O período de lockdown, causado pelas restrições devido à pandemia, gerou dados importantes, como uma queda de 20% na emissão de gás carbônico, fato inédito desde 1970. Entretanto tal aspecto durou muito pouco. O conceito de antropausa, nome dado pela ciência, é entendido como o ‘descanso’ que os humanos deram à natureza pela falta dos impactos ambientas, poluição e emissão de gases.

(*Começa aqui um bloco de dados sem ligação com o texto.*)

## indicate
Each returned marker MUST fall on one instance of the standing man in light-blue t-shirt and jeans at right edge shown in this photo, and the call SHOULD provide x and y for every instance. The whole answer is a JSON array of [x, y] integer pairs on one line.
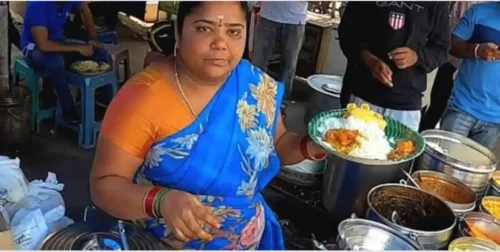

O surgimento da Covid-19 gerou um aumento da geração de lixo hospitalar em todo o mundo, bem como no volume de resíduos perigosos e plásticos domésticos. Para se ter uma noção desse aumento, em 1950, o mundo produzia 2 milhões de toneladas métricas de plástico. Em 2017, foram 8.3 bilhões de toneladas métricas de plástico e a projeção para 2050 é de 34 bilhões de toneladas métricas de plástico produzido. De acordo com uma pesquisa da Agência Internacional de Energia Atômica (International Atomic Energy Agency – IAEA), nos próximos 80 anos, a quantidade de plástico nos oceanos pode aumentar em até cinco vezes.

“O plástico também tem impactos importantes no meio ambiente. Eles se movem, não ficam parados onde são descartados. Conseguem se transportar ao redor do mundo de diferentes formas, ficando depositados em todos os ambientes e águas, entrando em todos os biomas. Os plásticos também estão envolvidos em outra pandemia chamada “Resistência Antimicrobiana” com impactos pouco visíveis. É por meio de micro plásticos que antibióticos e metais pesados servem como reservatórios para comunidades de bactérias que podem retornar aos seres humanos”, finaliza o Dr. Douglas McIntosh.